Rust instruction: FizzBuzz

To a relative newcomer, FizzBuzz seems like far too simple a problem to bother writing about. Yet there seems to be an endless stream of content dedicated to this problem. It is something that is brought up in many of Kevlin Henney's talks. The reason is simple. It is a distilled version of a problem that occurs in many programming situations; a mismatch between the tools given to the programmer and an accurate model of the problem space. Simply put, structures and objects do not represent the concept of Fizz and Buzz accurately.

Introduction

The problem is a game that is used as an interview question in some if not to say many interviews. It is a simple-enough question so that a child can produce an answer to it. Coding it up lends itself to a simple brute-force solution, and as the aforementioned Kevlin Henney points out, is often a consequence of programmers being unable to binary search.

You are asked to produce a list of numbers. You replace numbers divisible by 3 with Fizz and numbers divisible by 5 with Buzz. If two apply at the same time, i.e. the number is divisible by 15 – you call it FizzBuzz.

This sort of description lends itself to an easy implementation:

  pub fn fizz_buzz(upper_bound: usize) {
      for num in 0..upper_bound {
	  if num % 3 == 0 {
	      print!("Fizz");
	  } else if num % 5 == 0 {
	      print!("Buzz");
	  } else if num % 15 == 0 {
	      print!("FizzBuzz");
	  } else {
	      print!("{num}");
	  }
	  println!()
      }
  }

One may wonder why, if anything, why do we discuss this problem, if it can be solved that easily. Well, the solution has a number of problems. Those problems are not reflected in the problem specification as it is now, but as is often the case in real software engineering, the problem specification is malleable. The customer might choose something else. The programmer may need to make cuts to make a deadline. The original specification was mathematically inconsistent, and the cryptographic library implementing this has to be adjusted for the new understanding. The number of possible situations is vast.

So how can the specification of a problem such as Fizz Buzz be adjusted? One common option is that the number of rules is not fixed. There could be more funny words associated to divisibility with ever more divisors. We may need to think about the efficiency of this, and we may also need to decouple the input from the output.
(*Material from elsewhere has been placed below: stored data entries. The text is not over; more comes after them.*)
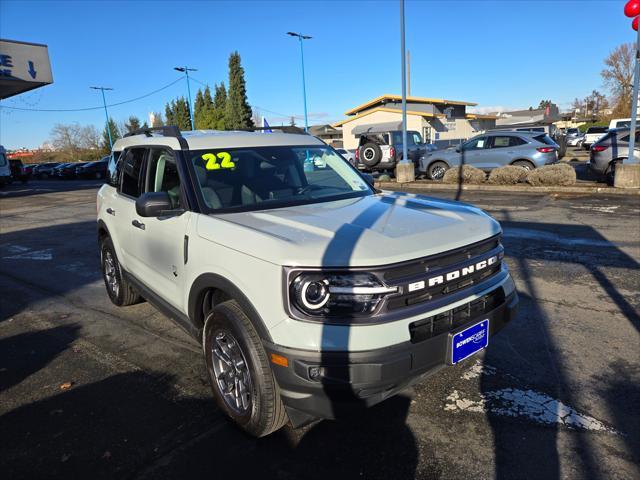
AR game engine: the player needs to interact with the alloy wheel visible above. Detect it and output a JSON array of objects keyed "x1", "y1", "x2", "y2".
[
  {"x1": 103, "y1": 250, "x2": 120, "y2": 297},
  {"x1": 211, "y1": 330, "x2": 253, "y2": 414}
]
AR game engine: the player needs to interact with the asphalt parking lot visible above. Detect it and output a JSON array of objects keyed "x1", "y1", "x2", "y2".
[{"x1": 1, "y1": 179, "x2": 639, "y2": 480}]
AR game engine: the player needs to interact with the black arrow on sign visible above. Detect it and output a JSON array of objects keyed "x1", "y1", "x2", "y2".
[{"x1": 27, "y1": 61, "x2": 37, "y2": 79}]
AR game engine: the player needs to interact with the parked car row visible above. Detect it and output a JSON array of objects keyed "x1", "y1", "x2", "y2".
[
  {"x1": 28, "y1": 156, "x2": 110, "y2": 180},
  {"x1": 589, "y1": 126, "x2": 639, "y2": 184}
]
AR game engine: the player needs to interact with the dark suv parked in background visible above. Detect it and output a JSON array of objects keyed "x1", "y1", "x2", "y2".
[
  {"x1": 354, "y1": 127, "x2": 428, "y2": 172},
  {"x1": 77, "y1": 156, "x2": 109, "y2": 179},
  {"x1": 9, "y1": 159, "x2": 30, "y2": 183}
]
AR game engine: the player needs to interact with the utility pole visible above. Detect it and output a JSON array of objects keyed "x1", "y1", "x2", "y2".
[
  {"x1": 174, "y1": 66, "x2": 197, "y2": 130},
  {"x1": 287, "y1": 32, "x2": 312, "y2": 132},
  {"x1": 90, "y1": 86, "x2": 114, "y2": 150}
]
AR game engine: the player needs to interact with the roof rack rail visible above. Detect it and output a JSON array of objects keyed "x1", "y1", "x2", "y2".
[
  {"x1": 248, "y1": 126, "x2": 308, "y2": 135},
  {"x1": 124, "y1": 126, "x2": 182, "y2": 138}
]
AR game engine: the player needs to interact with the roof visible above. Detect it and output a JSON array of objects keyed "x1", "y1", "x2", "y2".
[
  {"x1": 465, "y1": 113, "x2": 499, "y2": 120},
  {"x1": 344, "y1": 94, "x2": 477, "y2": 116},
  {"x1": 112, "y1": 130, "x2": 324, "y2": 152},
  {"x1": 332, "y1": 106, "x2": 442, "y2": 128}
]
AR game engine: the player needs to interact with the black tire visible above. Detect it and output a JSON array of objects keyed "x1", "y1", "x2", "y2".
[
  {"x1": 203, "y1": 300, "x2": 288, "y2": 437},
  {"x1": 512, "y1": 160, "x2": 535, "y2": 171},
  {"x1": 100, "y1": 236, "x2": 141, "y2": 306},
  {"x1": 427, "y1": 161, "x2": 448, "y2": 180},
  {"x1": 606, "y1": 161, "x2": 618, "y2": 186},
  {"x1": 360, "y1": 142, "x2": 382, "y2": 167}
]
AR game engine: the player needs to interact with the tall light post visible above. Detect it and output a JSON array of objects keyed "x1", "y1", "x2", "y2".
[
  {"x1": 174, "y1": 66, "x2": 197, "y2": 130},
  {"x1": 624, "y1": 0, "x2": 640, "y2": 164},
  {"x1": 90, "y1": 86, "x2": 114, "y2": 150},
  {"x1": 396, "y1": 0, "x2": 415, "y2": 182},
  {"x1": 287, "y1": 32, "x2": 311, "y2": 132}
]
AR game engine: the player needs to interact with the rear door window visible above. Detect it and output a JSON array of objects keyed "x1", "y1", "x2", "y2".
[
  {"x1": 534, "y1": 134, "x2": 557, "y2": 146},
  {"x1": 119, "y1": 148, "x2": 146, "y2": 198}
]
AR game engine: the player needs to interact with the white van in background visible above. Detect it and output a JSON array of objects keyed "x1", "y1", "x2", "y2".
[{"x1": 0, "y1": 146, "x2": 12, "y2": 187}]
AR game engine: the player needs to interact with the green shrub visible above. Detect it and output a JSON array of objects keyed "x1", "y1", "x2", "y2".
[
  {"x1": 488, "y1": 166, "x2": 529, "y2": 185},
  {"x1": 526, "y1": 163, "x2": 576, "y2": 186},
  {"x1": 442, "y1": 165, "x2": 486, "y2": 184}
]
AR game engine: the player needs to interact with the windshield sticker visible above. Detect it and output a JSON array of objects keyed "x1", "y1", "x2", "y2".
[{"x1": 203, "y1": 152, "x2": 235, "y2": 170}]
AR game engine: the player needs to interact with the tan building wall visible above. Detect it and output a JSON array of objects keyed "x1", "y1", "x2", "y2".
[{"x1": 340, "y1": 110, "x2": 423, "y2": 149}]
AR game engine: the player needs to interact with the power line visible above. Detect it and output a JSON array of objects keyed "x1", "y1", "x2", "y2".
[
  {"x1": 0, "y1": 77, "x2": 184, "y2": 112},
  {"x1": 189, "y1": 75, "x2": 298, "y2": 120}
]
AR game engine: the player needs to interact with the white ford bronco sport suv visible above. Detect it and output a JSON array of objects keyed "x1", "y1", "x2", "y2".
[{"x1": 97, "y1": 126, "x2": 518, "y2": 437}]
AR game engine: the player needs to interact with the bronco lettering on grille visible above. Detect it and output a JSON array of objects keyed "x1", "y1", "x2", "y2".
[{"x1": 425, "y1": 255, "x2": 499, "y2": 289}]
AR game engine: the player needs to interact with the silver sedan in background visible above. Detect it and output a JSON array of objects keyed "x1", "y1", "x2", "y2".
[{"x1": 418, "y1": 131, "x2": 559, "y2": 180}]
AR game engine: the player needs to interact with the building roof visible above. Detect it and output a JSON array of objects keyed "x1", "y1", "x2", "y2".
[
  {"x1": 332, "y1": 106, "x2": 442, "y2": 127},
  {"x1": 344, "y1": 94, "x2": 477, "y2": 116},
  {"x1": 465, "y1": 113, "x2": 499, "y2": 120}
]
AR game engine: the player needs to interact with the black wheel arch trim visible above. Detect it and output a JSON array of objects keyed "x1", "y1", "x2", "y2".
[{"x1": 189, "y1": 273, "x2": 273, "y2": 342}]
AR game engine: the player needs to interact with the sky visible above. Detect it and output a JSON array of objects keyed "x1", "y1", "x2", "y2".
[{"x1": 0, "y1": 0, "x2": 632, "y2": 149}]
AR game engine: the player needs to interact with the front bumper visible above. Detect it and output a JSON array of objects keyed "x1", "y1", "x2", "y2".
[{"x1": 266, "y1": 286, "x2": 518, "y2": 426}]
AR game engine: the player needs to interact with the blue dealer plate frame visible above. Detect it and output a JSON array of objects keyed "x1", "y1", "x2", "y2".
[{"x1": 451, "y1": 319, "x2": 489, "y2": 364}]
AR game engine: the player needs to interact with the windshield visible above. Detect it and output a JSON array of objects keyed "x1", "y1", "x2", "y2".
[{"x1": 190, "y1": 145, "x2": 372, "y2": 212}]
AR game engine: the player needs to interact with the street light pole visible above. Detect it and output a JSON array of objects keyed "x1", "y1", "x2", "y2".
[
  {"x1": 287, "y1": 32, "x2": 312, "y2": 132},
  {"x1": 90, "y1": 86, "x2": 114, "y2": 150},
  {"x1": 399, "y1": 0, "x2": 409, "y2": 166},
  {"x1": 174, "y1": 66, "x2": 197, "y2": 130},
  {"x1": 628, "y1": 26, "x2": 640, "y2": 164}
]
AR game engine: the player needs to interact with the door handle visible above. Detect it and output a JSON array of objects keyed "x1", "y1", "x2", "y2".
[
  {"x1": 106, "y1": 207, "x2": 115, "y2": 216},
  {"x1": 131, "y1": 219, "x2": 145, "y2": 230}
]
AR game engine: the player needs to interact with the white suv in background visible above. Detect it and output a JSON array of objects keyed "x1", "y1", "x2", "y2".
[{"x1": 97, "y1": 126, "x2": 518, "y2": 437}]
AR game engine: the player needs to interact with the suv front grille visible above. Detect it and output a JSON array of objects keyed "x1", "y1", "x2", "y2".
[
  {"x1": 382, "y1": 235, "x2": 503, "y2": 312},
  {"x1": 409, "y1": 288, "x2": 505, "y2": 343}
]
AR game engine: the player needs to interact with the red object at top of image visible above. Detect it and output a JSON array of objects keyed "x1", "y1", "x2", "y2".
[
  {"x1": 634, "y1": 16, "x2": 639, "y2": 31},
  {"x1": 625, "y1": 0, "x2": 640, "y2": 18}
]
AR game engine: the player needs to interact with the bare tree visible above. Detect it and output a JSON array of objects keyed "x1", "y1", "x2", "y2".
[
  {"x1": 49, "y1": 123, "x2": 101, "y2": 162},
  {"x1": 601, "y1": 43, "x2": 634, "y2": 117}
]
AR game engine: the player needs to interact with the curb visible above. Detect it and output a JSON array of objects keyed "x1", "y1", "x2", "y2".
[{"x1": 375, "y1": 182, "x2": 640, "y2": 196}]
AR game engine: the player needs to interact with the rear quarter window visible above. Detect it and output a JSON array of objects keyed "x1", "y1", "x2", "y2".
[
  {"x1": 586, "y1": 127, "x2": 608, "y2": 134},
  {"x1": 533, "y1": 134, "x2": 557, "y2": 146}
]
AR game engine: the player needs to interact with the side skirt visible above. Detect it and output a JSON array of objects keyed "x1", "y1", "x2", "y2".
[{"x1": 122, "y1": 270, "x2": 202, "y2": 341}]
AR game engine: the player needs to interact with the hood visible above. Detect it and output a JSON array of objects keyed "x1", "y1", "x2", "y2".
[{"x1": 196, "y1": 192, "x2": 501, "y2": 267}]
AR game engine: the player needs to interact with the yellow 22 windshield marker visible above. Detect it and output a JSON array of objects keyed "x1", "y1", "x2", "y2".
[{"x1": 203, "y1": 152, "x2": 235, "y2": 170}]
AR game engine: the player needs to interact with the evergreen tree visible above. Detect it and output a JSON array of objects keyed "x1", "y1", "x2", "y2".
[
  {"x1": 124, "y1": 115, "x2": 142, "y2": 133},
  {"x1": 213, "y1": 83, "x2": 227, "y2": 130},
  {"x1": 224, "y1": 52, "x2": 253, "y2": 130},
  {"x1": 165, "y1": 101, "x2": 175, "y2": 127},
  {"x1": 194, "y1": 89, "x2": 205, "y2": 129},
  {"x1": 101, "y1": 118, "x2": 121, "y2": 153},
  {"x1": 174, "y1": 97, "x2": 192, "y2": 131},
  {"x1": 194, "y1": 86, "x2": 216, "y2": 129}
]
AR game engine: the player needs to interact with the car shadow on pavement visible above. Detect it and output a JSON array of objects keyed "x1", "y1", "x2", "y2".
[
  {"x1": 0, "y1": 325, "x2": 80, "y2": 393},
  {"x1": 481, "y1": 211, "x2": 640, "y2": 480},
  {"x1": 0, "y1": 220, "x2": 100, "y2": 322},
  {"x1": 0, "y1": 369, "x2": 418, "y2": 480}
]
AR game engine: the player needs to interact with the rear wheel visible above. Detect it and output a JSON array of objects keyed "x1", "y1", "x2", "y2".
[
  {"x1": 100, "y1": 236, "x2": 141, "y2": 306},
  {"x1": 203, "y1": 300, "x2": 288, "y2": 437},
  {"x1": 606, "y1": 161, "x2": 618, "y2": 186},
  {"x1": 427, "y1": 161, "x2": 448, "y2": 180},
  {"x1": 512, "y1": 160, "x2": 535, "y2": 171}
]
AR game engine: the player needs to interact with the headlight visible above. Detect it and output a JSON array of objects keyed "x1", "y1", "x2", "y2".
[{"x1": 289, "y1": 272, "x2": 398, "y2": 318}]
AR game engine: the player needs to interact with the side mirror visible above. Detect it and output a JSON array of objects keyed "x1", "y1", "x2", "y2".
[
  {"x1": 455, "y1": 146, "x2": 461, "y2": 153},
  {"x1": 362, "y1": 173, "x2": 375, "y2": 187},
  {"x1": 135, "y1": 192, "x2": 176, "y2": 217}
]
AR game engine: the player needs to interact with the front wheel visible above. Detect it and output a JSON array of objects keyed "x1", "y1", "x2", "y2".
[{"x1": 203, "y1": 300, "x2": 288, "y2": 437}]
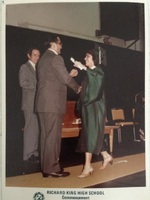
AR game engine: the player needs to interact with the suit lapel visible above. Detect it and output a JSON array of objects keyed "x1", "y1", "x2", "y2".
[{"x1": 27, "y1": 61, "x2": 37, "y2": 83}]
Information Flow and Monads

So how do we approach this? Kevlin Henney in almost every occurrence of this problem in his talks mentioned "Embedding a Domain-Specific Language" a paper dedicated to solving one specific inefficiency. We have a doubled check whenever dealing with numbers divisible by 15. Consider how the naive approach would handle such a number.)

If a number is divisible by 15, it must also be divisible by 3 and 5. The way it's laid out, there would be three checks that would happen no matter what. The way it should is that you need to check divisibility by 3 and divisibility by 5. So slightly less naive code would look like this:

  if num % 3 == 0 {
      if num % 5 == 0 {
	  println!("FizzBuzz");
      } else {
	  println!("Fizz");
      }
  } else {
      if num % 5 == 0 {
	  println!("Buzz");
      } else {
	  println!("{num}")
      }
  }

But there's an additional twist. Look at the code that I've written before this one. Does it even solve the problem? If you ever wondered why most software is a buggy mess, this is why.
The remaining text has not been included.